Quanto à cozinha, são pouquíssimos elementos e muita complexidade. A objetividade e o preciosismo refletem a disciplina rígida e o (agora domado) vício em trabalhar de seu chefe. O que é novo é a inesperada especialização em frutos do mar, que Landgraf justifica dizendo estar no Rio de Janeiro, portanto, natural que tire proveito do litoral. Mas considerando que a maioria dos ingredientes marítimos vêm do Nordeste ou do Sul, em especial peixes de alto mar trazidos do Chuí pelas mãos do distribuidor Antônio Amaral, talvez o recente surgimento de excelentes fornecedores de marinhos no país explique melhor a especialização. Landgraf, como bom cozinheiro, não começa o prato ou o restaurante pela receita, começa pelos ingredientes.
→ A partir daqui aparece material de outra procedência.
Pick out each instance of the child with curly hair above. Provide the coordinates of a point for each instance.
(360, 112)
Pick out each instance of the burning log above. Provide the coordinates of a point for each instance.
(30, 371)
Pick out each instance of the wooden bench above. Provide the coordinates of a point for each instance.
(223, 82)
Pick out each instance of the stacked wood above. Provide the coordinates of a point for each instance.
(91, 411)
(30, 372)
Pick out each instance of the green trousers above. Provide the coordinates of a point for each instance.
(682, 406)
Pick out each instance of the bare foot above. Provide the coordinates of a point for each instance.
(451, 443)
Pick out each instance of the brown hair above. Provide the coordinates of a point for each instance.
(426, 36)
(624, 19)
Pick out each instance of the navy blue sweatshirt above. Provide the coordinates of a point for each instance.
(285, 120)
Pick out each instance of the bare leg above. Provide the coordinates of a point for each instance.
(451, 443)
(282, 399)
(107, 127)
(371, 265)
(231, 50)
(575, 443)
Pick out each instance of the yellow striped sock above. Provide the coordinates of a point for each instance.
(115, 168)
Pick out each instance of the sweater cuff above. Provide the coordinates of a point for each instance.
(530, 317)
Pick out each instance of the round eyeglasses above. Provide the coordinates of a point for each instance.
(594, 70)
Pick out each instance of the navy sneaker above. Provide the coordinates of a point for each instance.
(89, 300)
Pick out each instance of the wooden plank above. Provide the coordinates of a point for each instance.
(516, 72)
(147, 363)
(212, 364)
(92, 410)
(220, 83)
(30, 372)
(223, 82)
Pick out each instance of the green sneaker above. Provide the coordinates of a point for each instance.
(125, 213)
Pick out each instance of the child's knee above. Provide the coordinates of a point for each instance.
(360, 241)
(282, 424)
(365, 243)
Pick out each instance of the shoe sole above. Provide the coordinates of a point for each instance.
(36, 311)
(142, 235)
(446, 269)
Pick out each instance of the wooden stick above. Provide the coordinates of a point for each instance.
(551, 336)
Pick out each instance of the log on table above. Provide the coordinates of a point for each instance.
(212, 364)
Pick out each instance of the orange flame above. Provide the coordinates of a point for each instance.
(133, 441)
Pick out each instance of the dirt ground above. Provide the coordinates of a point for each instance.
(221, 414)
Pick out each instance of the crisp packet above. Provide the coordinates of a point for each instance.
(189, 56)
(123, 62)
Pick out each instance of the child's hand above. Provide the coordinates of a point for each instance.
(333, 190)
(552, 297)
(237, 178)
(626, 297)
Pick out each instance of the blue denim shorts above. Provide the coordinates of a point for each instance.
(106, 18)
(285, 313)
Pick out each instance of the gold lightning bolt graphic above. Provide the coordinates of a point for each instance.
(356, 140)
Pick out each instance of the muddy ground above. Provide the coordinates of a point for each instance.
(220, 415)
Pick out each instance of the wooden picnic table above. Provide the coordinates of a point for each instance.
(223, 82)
Acho importante destacar isso, a criatividade na cozinha não é apenas definir combinações e proporções de ingredientes. No Oteque, cozinhar vai muito além de transformar. Pouco se discute, pouco se ensina, mas fazer compras é fundamental em qualquer cozinha. Da dona de casa aos programas televisivos, todos tratam os insumos como comódite. Não são. Um quilo de cebola não é igual a outro quilo de cebola. Quando foi que você viu alguém especificar qualidades físicas, químicas, biológicas e sensoriais de ingredientes? Ignorar o ingrediente também é passar em branco pelo custo, algo que não pode ser dissociado. Um prato de R$10 não pode ser comparado diretamente com um de R$100, os critérios devem acompanhar os contextos.

Nesse sentido, amigos cariocas me perguntaram: o Oteque compensaria para leigos como eles? Respondi que provavelmente não. O menu degustação é rápido e leve, avança orquestradamente em intervalos precisos demais para serem coincidência. Não há mimos como amuse bouche, cesto de pães, limpador de paladar, queijo, múltiplas sobremesas, chocolates ou lembrancinha. A escalada de preço foi igualmente rápida, de R$195 na inauguração no começo de 2018 para R$345 ainda no final do mesmo ano, fazendo com que, incluindo água e serviço, sejam mais de R$400 que volatilizam luxuosamente em uma hora e cinquenta minutos. Tenho certeza de que meus amigos apreciariam a comida e inconscientemente perceberiam se tratar de algo extraordinário. Mas sem entender a complexidade objetiva, a suavidade intensa, o preciosismo humilde e a inteligência despretensiosa, vale o preço? Bem, aí depende do quanto R$400 significa para eles.

Não é por acaso então que o restaurante e seu chefe de cozinha sejam poucos conhecidos no Brasil. Mais do que não ser para qualquer um em termos financeiros e culinários, o Oteque se distingue por não ser um simulacro, ou seja, não manifestar consequências reais de uma causa fictícia, fenótipo sem genótipo, sintomas verdadeiros de uma doença inventada. Algo como se expressar amazônico sem estar ou ser do Amazonas. Não há espaço para discursos geralmente usados e abusados de memória afetiva, brasilidade, italianidade ou francesidade, molecularidade, localidade, sustentabilidade ou inventices vazias. Diferente da mania que parece tomar as cozinhas do planeta, ele não está ali pelo faz de conta, pelo teatro, pelas curtidas, jurados e inspetores.

Ao Oteque, importam as quarenta pessoas em seu salão, o mundo lá fora fica lá fora. Elitismo? Certamente. Quantas pessoas têm o privilégio de jantar nele? Pouquíssimas. E Landgraf cozinha apenas para elas. É moralmente aceitável? Aí cabem interpretações. Eu considero o restaurante muito bem-vindo, ele empurra um pouco mais os limites da excelência na gastronomia brasileira. Mesmo sem mirar prêmios e popularidade, aposto que o Oteque estreará já na cabeça da lista dos World’s 50 Best esse ano. E, eu bem que gostaria de não encerrar usando como referência um guia com o qual tenho ressalvas, especialmente a valorização excessiva da tradição, mas seus critérios e significados são símbolos universais e inequívocos do que quero expressar: o Oteque merece ser o primeiro três estrelas do Brasil.